Hence, within our context of a new realistic project task, graduate student teams are a good proxy for teams in industry. In short, one can view our analysis focusing on junior professionals with, on average, three years of IT experience.
Project context
As part of the introductory data science course, students were required to work on a group project, which started early in the semester and continued until the end of the semester. The project was twenty-five percent of the course grade; thus, the students were highly motivated to work on the project. The project was done using the R programming language, a popular data science tool that is used in both industry and academia. The analysis required the team to perform many typical data science tasks, such as data cleaning and leveraging machine learning algorithms to deliver insight to their client.
Specifically, the project was positioned in a way that the students were to act as consultants and analyze a large data set of customer survey responses for their client. In order to have the project be as realistic as possible, specific instructions were not provided to the students (on what analysis was to be done). The goal for each team was to identify and then answer “interesting” questions, such as understanding how customer satisfaction varied across surveys (frequent vs non-frequent customers, etc.). This goal was the same for all teams (i.e., to get actionable insight from the data so that the organization could improve customer satisfaction). For example, if customer service was observed to be an important driver for improving customer satisfaction, a team might suggest that the organization should improve customer service by providing extra services to gold members.
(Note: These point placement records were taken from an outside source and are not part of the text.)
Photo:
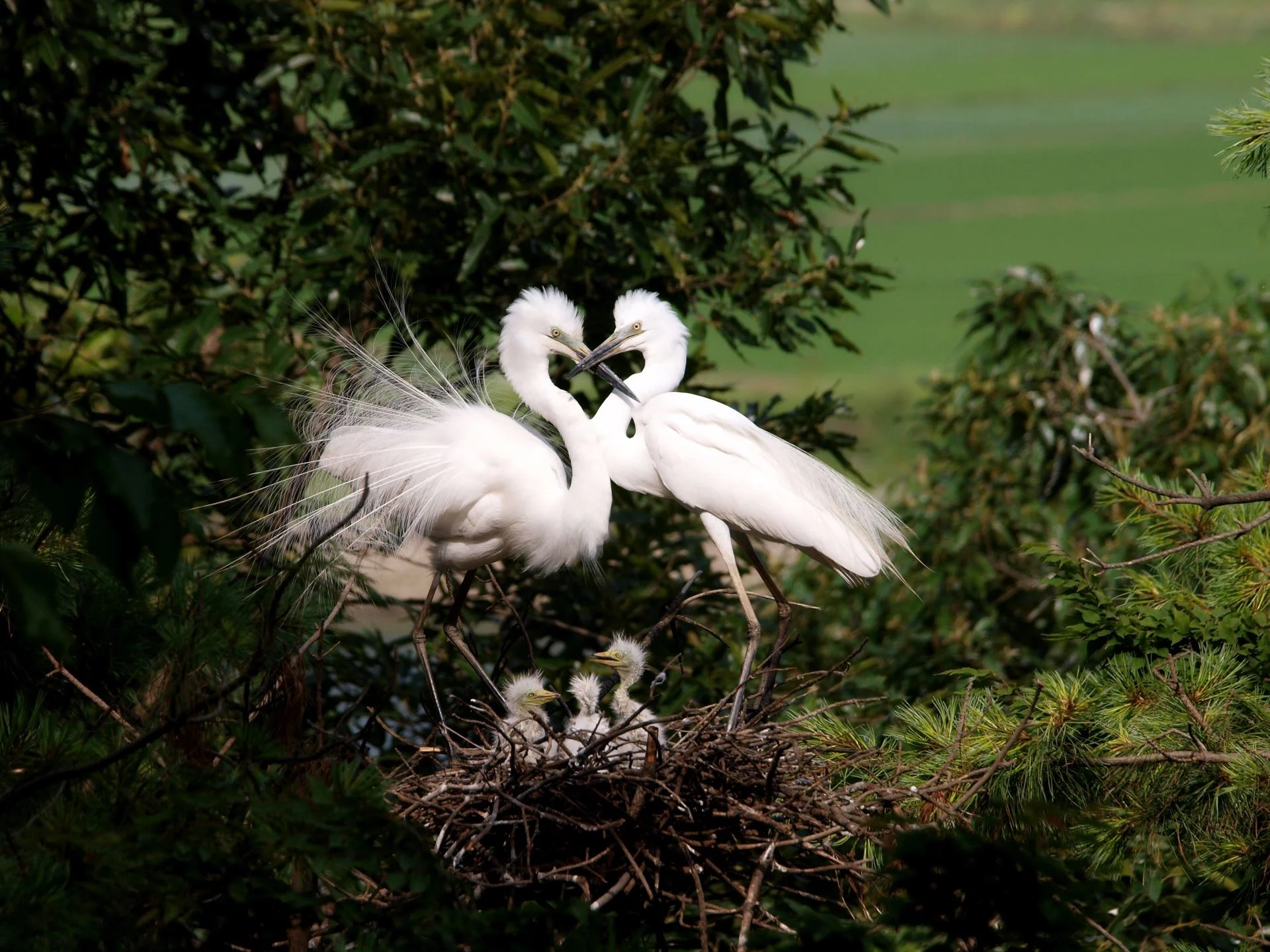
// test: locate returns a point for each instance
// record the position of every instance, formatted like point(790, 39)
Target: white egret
point(526, 723)
point(440, 463)
point(589, 721)
point(629, 662)
point(740, 479)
All teams worked on well understood datasets, and as such, all the teams had the same level of difficulty with respect to working on the project. Note that no specific questions/goals were provided to any of the teams. For example, what to analyze was determined by each team, and was a function of how the team determined what might be useful, what was possible with the data that was provided as well as project duration. In other words, teams tried to identify important drivers (factors) for improving customer satisfaction. In doing the projects, each team needed to create tasks such as “data preprocessing: N/A handling” or “find most important factors that impact frequent customers”. To identify the appropriate questions, each team explored the data available as well as discussed possible analysis options with their client (or more accurately, a person acting as the client). The dataset was a modified version of a real dataset of survey responses. Hence, the data was not real, but was representative of the actual challenges one might face in executing a data science project. For example, some values in the dataset were blank. This reflected a typical ‘real-life’ challenge in how to handle missing values that was due to the fact that some of the surveys asked more questions than other surveys (i.e., there were different survey given to different customers, some surveys asked more questions than others).
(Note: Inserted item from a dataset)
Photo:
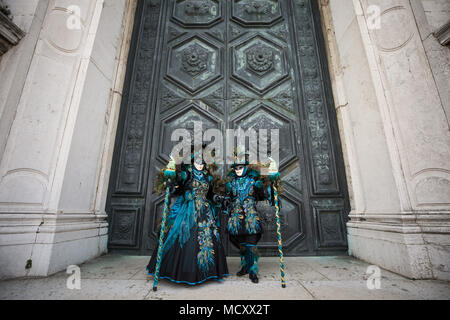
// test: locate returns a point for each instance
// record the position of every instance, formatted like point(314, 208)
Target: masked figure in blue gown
point(192, 252)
Finally, students had access to a description of each column of the dataset. The attributes included information about the person who responded to the survey (e.g., place of residence, a member of their rewards program, and if so, what level), information about the service (e.g. location) and information about the responses to the survey from the customer (e.g., would they recommend the service/company to a friend).
Data collection
As shown in Table 1, 362 students participated in the study across 80 teams during four semesters.
Number of teams and students participated in the experiment
Number of teams and students participated in the experiment
Each team used a web-based Trello board, which can be used as a virtual Kanban board. The tasks were managed by the students (i.e., the team members). Each of the team’s activities (such as task moves, adding comments, etc.) was logged within Trello and retrieved using the Trello API. Specifically, as part of this research effort, an R script was developed to pull the data from Trello (using their API). Based on the data retrieved from Trello, the appropriate metrics were then calculated. These metrics were then provided as input to the machine learning (predictive modeling) algorithms.
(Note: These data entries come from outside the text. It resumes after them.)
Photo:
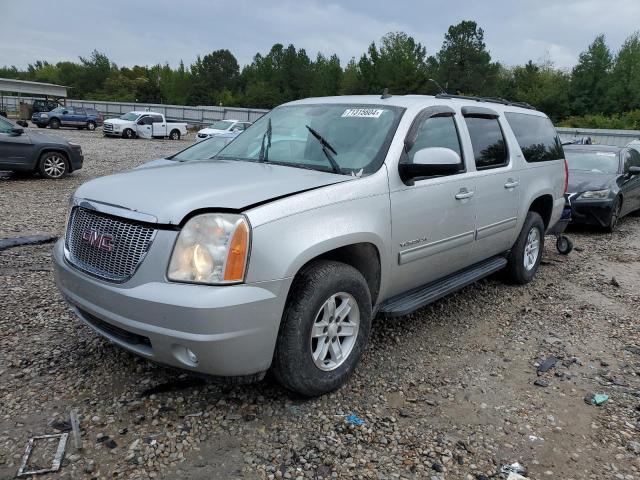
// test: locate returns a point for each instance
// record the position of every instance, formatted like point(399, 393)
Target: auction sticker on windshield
point(363, 112)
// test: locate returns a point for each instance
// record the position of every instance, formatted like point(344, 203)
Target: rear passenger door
point(433, 217)
point(497, 183)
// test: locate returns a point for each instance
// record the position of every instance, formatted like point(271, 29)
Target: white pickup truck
point(143, 125)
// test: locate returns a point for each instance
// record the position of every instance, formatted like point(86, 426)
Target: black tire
point(615, 215)
point(516, 271)
point(564, 245)
point(53, 165)
point(293, 364)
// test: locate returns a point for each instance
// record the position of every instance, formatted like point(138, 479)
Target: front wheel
point(53, 165)
point(525, 256)
point(324, 330)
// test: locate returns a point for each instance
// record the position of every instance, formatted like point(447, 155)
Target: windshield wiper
point(326, 147)
point(264, 152)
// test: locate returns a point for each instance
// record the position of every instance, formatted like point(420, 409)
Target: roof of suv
point(420, 101)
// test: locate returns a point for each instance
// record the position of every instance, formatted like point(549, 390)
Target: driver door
point(434, 218)
point(144, 127)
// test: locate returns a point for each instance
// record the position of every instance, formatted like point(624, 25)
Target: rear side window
point(487, 140)
point(536, 136)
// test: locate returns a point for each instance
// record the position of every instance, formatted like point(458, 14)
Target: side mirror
point(429, 162)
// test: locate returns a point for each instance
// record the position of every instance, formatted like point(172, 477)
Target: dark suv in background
point(62, 116)
point(29, 152)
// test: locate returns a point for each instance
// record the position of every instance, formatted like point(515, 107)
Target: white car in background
point(222, 126)
point(143, 125)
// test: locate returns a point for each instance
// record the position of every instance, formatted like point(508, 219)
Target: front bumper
point(591, 212)
point(232, 330)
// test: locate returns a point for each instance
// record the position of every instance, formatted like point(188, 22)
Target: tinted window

Note that each of the metrics were evaluated three times during semester: after two weeks (i.e., near the beginning of the project), at the mid-point of the project and two week prior to the project being submitted. Therefore, the data can be thought of as an 80
In addition to the Kanban process metrics, the target variable “grade”, was also part of the dataset for each team. The grade was used to identify teams with poor performance. The grades were assigned to the teams by two faculty members independently, and evaluated after the projected completed. The grade was assigned to the team as a whole (i.e., same grade for all team members). To generate a score for each team, the evaluation from the two faculty members were averaged. Furthermore, the grades were scaled such that approximately half the student teams were deemed “at risk” of a poor result. Specifically, grades were scaled such that grades were out of 20, and teams that scored less than 19 indicated that a team was at risk. Forty-six percent of the teams (37 of the 80 teams) were deemed “teams at risk” (i.e., had a grade less than 19), and fifty-four percent of the teams (43 of the 80 teams) were deemed not at risk for poor performance (i.e., the project was deemed a success). In other words, the grades were used as an estimation of project quality, and the concept of risk in the experiment was with respect to low quality. Hence, the predictive algorithms could use the “grade” or “at risk” variable to use as their dependent variable.
The following, previously defined, Kanban metrics were used:
Lead time, WIP, blockers; Throughput – average number of units processed per time unit. In a Kanban system, examples can include “cards per day”, “cards per week”, or “story points per iteration” – in our case we can have “X per update”;
However, other existing metrics were not used:
Queues – for this project, queues were not used; Cycle time (how long it takes a work item to get from point A to point B) – it was not possible to calculate in a consistent manner, since column the names differed from team to team.
In addition to previously defined Kanban metrics, several additional metrics were also calculated and evaluated:
Number of tasks: Total number of tasks on the board (in any state); Number of actions: Total number of transactions by the time of measurement; this include commenting, moving card, renaming card headers or adding description; Number of completed tasks (in “done” column): Helps to understand real progress of teams; Number of tasks after “to do”: Tasks in progress and completed tasks; Number of students who created or edited cards: This metrics shows how equal work is distributed across team members; Number of words in “done”: The idea is that very short task descriptions might be not that valuable in contrast to tasks with more detailed information.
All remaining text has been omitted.